Se concedió una nueva pausa. Su expresión reflejaba la misma ansiedad que describía.

– Me desperté varias veces y cada vez que me dormía de nuevo pasaba lo mismo, aunque todo era mucho más rápido. Arreglaba la grieta, no sé cómo. Luego salía del estudio, caminaba por la ciudad y los campos hasta que encontraba al hombre del sombrero de fieltro. Repetíamos la operación, y cada vez, la grieta reaparecía. Cuando por fin me desperté del todo lo primero que hice, como puedes imaginarte, fue correr hacia el cuadro. Menos mal que todo me pareció en orden.

– No es nada raro que tengas sueños de este tipo después de dedicar tantas horas al cuadro -le comentó Víctor, calmándola-. Sé lo que te importa pero tal vez deberías tomarte un descanso.

Ángela no quiso oír hablar del asunto. Alegó que aquel trabajo era decisivo para ella y que, además, faltaba poco para el final. Inmediatamente volvió al sueño para añadir algo que antes había omitido.

– El que hubiera una grieta me disgustaba mucho pero lo más preocupante era ver dónde se encontraba.

Víctor guardó silencio preguntando sólo con los ojos.

– Es lo que me quedó más grabado de todo el sueño. Era una grieta horizontal, casi recta, que iba de un lado a otro del cuadro. Había salido justo encima de la cabeza de Orfeo, de manera que daba la impresión de cortar su acceso a la superficie de la tierra. Era como si se hubieran ampliado los límites del infierno. Por culpa de la grieta la salvación de Orfeo y Eurídice se había hecho imposible.

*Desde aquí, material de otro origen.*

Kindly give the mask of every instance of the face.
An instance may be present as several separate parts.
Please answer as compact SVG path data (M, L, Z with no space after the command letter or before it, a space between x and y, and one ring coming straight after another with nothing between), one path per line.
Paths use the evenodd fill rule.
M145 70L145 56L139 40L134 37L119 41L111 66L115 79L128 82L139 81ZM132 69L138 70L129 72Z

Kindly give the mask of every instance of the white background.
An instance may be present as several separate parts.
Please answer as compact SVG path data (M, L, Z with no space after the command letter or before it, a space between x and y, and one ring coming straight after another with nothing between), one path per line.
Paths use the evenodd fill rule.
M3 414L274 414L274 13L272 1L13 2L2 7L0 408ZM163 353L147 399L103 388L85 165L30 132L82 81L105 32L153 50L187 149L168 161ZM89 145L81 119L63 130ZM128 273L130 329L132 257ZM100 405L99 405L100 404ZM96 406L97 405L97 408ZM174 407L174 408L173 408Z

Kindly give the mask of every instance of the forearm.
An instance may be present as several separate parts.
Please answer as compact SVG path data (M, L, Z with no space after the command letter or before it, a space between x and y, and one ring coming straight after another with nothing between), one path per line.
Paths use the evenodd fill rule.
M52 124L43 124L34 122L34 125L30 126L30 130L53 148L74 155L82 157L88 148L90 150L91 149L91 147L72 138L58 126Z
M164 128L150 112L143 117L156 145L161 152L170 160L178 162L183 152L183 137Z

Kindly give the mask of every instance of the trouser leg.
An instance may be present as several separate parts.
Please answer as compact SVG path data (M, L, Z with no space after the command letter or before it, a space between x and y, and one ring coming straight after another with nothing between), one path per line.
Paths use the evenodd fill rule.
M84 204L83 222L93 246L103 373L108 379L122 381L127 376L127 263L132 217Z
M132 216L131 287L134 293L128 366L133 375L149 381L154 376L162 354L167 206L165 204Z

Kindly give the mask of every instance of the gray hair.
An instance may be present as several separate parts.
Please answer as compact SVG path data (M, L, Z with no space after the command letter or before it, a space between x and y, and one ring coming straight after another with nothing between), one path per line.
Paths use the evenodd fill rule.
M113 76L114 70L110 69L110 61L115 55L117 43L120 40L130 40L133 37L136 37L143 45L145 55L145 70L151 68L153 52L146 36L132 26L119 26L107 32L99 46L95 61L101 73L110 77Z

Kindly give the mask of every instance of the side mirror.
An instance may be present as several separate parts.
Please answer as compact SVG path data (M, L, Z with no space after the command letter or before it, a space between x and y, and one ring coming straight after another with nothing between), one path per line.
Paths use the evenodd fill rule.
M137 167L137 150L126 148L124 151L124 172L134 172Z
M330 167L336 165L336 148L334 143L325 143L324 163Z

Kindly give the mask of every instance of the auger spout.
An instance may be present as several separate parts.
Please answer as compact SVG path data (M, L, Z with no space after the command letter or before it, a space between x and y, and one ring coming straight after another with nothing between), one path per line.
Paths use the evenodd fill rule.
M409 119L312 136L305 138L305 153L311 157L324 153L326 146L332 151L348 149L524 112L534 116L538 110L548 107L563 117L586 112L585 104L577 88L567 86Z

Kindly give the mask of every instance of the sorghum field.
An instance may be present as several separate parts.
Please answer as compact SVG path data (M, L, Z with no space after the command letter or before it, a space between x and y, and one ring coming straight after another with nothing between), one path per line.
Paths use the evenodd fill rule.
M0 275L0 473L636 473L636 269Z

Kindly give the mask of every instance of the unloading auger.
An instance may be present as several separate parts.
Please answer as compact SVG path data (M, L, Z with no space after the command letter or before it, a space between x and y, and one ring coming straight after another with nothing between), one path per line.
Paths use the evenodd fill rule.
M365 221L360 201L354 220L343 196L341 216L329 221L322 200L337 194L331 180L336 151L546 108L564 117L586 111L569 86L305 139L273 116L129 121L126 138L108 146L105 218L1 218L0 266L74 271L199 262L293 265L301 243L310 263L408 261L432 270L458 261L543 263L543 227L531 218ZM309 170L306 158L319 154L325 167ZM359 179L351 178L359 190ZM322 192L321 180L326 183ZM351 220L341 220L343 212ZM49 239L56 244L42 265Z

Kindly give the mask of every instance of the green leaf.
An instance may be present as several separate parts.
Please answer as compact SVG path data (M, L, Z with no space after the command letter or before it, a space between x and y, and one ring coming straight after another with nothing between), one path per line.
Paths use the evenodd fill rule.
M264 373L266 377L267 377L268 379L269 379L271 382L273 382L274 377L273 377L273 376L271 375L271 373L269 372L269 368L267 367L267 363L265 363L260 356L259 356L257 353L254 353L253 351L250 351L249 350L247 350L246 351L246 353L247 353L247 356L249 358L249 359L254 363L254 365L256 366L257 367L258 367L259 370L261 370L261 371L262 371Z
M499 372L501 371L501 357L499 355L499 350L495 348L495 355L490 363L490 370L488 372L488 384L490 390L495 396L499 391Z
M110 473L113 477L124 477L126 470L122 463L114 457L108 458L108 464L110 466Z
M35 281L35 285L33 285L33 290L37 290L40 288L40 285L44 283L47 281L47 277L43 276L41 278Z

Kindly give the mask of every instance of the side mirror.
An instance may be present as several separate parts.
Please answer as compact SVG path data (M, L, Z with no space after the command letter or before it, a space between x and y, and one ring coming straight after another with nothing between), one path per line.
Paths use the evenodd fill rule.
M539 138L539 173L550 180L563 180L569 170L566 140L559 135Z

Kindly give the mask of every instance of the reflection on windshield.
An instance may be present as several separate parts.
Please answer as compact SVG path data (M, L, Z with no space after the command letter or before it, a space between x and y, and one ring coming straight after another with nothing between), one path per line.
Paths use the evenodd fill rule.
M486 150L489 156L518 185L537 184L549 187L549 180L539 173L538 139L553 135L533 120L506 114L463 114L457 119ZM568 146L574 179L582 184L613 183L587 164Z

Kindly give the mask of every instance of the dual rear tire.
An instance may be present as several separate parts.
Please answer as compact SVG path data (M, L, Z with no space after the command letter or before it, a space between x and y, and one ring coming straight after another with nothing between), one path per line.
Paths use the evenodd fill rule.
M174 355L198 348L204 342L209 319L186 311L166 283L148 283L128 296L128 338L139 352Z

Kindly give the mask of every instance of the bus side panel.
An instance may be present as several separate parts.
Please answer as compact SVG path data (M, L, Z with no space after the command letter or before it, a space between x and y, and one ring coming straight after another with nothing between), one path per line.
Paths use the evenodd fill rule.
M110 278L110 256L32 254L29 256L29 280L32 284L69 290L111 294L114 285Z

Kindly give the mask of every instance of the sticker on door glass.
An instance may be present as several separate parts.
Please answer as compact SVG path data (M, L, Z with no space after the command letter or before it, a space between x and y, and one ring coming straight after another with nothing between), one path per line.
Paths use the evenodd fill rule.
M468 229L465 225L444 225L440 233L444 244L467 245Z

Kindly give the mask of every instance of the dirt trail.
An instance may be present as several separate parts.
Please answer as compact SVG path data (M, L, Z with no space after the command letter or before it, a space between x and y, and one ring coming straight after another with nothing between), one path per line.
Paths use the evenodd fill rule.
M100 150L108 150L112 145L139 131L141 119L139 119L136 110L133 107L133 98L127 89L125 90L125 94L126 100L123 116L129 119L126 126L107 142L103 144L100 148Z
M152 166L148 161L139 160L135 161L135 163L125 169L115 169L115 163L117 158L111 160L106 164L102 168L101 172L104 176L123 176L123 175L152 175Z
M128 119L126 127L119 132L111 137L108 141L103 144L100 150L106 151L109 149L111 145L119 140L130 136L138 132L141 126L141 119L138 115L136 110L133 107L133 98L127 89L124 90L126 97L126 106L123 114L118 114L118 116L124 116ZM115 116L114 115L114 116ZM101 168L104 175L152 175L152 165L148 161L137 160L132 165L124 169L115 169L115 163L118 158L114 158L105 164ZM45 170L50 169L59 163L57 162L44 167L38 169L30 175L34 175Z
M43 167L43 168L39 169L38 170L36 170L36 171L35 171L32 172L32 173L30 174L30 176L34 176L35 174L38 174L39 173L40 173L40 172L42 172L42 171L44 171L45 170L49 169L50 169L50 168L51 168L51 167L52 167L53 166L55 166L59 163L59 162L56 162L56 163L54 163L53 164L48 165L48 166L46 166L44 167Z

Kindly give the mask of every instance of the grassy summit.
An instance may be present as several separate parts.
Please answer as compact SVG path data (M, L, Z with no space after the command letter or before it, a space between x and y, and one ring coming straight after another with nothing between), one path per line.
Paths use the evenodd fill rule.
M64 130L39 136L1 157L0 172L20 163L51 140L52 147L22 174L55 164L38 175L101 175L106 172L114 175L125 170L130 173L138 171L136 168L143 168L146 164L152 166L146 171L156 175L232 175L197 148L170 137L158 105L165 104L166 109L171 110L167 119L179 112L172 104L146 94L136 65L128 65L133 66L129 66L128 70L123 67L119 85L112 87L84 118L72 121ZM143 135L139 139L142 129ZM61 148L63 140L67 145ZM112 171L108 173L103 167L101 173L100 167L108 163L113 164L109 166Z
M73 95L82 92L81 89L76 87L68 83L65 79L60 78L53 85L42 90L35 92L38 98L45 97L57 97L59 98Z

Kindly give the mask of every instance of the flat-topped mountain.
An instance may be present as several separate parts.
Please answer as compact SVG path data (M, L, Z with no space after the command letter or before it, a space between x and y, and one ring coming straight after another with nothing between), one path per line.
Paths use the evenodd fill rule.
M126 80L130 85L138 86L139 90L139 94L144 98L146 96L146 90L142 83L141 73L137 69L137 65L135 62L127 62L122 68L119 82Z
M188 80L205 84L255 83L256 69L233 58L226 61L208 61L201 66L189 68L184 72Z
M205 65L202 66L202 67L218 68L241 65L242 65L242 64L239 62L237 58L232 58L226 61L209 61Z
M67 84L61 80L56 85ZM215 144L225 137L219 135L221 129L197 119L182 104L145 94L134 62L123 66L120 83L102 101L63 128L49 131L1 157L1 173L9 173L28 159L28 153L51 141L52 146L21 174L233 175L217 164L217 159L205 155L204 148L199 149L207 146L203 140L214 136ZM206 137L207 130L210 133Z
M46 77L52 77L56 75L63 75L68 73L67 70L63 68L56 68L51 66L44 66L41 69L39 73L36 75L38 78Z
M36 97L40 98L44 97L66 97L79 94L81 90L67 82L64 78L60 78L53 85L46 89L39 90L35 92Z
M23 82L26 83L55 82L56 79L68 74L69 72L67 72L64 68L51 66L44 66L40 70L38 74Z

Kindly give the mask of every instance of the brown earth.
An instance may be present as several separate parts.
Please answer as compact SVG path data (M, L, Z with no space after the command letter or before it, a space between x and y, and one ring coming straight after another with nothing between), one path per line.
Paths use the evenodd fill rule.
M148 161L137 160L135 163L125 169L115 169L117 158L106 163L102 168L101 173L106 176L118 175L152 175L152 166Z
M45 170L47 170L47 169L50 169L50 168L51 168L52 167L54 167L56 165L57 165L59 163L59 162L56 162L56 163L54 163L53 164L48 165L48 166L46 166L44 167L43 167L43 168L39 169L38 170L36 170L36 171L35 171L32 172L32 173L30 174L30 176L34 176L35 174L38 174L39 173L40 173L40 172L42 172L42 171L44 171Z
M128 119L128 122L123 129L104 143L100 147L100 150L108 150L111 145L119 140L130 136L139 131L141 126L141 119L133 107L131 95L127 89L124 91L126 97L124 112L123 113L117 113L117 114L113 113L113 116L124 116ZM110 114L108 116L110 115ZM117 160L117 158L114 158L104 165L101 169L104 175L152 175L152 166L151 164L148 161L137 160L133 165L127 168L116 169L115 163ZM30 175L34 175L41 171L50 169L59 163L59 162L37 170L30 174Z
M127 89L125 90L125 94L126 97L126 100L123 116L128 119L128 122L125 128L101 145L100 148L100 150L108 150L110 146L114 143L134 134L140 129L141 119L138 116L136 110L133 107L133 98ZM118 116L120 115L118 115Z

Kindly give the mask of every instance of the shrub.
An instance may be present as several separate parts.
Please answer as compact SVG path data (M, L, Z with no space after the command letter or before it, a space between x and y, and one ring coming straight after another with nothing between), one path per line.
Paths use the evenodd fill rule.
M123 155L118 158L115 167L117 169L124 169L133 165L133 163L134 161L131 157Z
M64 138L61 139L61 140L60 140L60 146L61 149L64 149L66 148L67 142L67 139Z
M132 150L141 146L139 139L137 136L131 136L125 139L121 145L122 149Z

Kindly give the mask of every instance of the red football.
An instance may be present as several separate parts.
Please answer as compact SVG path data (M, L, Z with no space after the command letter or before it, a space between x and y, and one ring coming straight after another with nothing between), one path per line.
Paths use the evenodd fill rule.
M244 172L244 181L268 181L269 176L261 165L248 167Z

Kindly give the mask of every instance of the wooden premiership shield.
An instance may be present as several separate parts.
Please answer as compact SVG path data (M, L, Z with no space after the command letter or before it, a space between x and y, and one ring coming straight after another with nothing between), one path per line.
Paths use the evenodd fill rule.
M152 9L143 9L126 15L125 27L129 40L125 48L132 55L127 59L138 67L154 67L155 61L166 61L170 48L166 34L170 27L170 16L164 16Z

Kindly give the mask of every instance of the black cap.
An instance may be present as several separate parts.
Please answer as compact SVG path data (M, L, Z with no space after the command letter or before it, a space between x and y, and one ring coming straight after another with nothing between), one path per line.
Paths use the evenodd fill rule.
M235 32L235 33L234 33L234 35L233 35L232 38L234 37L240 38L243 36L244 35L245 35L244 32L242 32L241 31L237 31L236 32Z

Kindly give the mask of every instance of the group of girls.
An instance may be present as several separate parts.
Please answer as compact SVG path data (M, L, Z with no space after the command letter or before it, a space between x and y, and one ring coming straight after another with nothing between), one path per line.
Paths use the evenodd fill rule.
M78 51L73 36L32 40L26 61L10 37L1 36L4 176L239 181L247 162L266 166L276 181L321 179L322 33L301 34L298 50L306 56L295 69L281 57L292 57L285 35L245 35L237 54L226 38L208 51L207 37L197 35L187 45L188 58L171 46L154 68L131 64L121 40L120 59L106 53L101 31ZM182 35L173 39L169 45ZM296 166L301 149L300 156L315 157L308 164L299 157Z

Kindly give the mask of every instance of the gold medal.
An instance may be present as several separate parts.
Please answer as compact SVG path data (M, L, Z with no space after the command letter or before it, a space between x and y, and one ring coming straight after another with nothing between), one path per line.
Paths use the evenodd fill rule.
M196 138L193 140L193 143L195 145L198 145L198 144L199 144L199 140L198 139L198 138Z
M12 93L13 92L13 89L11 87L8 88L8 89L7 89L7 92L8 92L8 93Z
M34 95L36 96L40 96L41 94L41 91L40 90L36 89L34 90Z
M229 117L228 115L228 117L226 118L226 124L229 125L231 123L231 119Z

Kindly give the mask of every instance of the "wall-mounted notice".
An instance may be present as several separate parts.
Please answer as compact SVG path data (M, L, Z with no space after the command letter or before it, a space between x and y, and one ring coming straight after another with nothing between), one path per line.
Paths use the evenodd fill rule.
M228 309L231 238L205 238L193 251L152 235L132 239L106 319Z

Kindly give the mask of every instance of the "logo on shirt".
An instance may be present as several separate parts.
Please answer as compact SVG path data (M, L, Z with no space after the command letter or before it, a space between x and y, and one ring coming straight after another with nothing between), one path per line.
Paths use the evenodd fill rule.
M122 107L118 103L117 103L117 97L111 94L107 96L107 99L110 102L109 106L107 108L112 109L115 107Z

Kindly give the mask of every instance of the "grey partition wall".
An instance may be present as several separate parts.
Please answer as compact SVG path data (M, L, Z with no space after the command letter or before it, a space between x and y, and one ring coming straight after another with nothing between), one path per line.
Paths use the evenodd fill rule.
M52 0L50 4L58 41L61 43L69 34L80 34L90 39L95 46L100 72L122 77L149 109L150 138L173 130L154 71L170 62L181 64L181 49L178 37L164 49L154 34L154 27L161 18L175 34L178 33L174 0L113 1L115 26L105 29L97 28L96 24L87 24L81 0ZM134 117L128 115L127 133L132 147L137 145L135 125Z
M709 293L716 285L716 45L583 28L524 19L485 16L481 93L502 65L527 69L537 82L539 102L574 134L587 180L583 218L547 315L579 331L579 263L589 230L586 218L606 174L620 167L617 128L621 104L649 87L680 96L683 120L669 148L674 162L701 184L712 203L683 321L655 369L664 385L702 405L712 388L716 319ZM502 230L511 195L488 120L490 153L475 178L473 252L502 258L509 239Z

Era bastante obvio que Ángela se consideraba implicada personalmente en toda la historia y que las vicisitudes del cuadro, aunque soñadas, eran ya, en buena medida, las suyas propias. Víctor que, por mediación de ella, había asimismo rozado identificaciones similares, se hallaba más a resguardo, aunque sólo fuera por el hecho de que no convivía con la historia con la misma persistencia e intensidad con que lo hacía Ángela. Por eso, a pesar de estar acostumbrado, desde hacía ya algún tiempo, a la cotidianeidad de Orfeo, contrapunto en el que ambos se apoyaban frente al mundo externo, no dejó de asombrarle la atención exagerada, casi obsesiva, que prestaba a lo que había sucedido durante su sueño. Ángela vino a ratificarle en este asombro cuando después de cenar le pidió que la acompañara hasta el estudio para confirmar, otra vez, que la pintura no había sufrido ningún daño.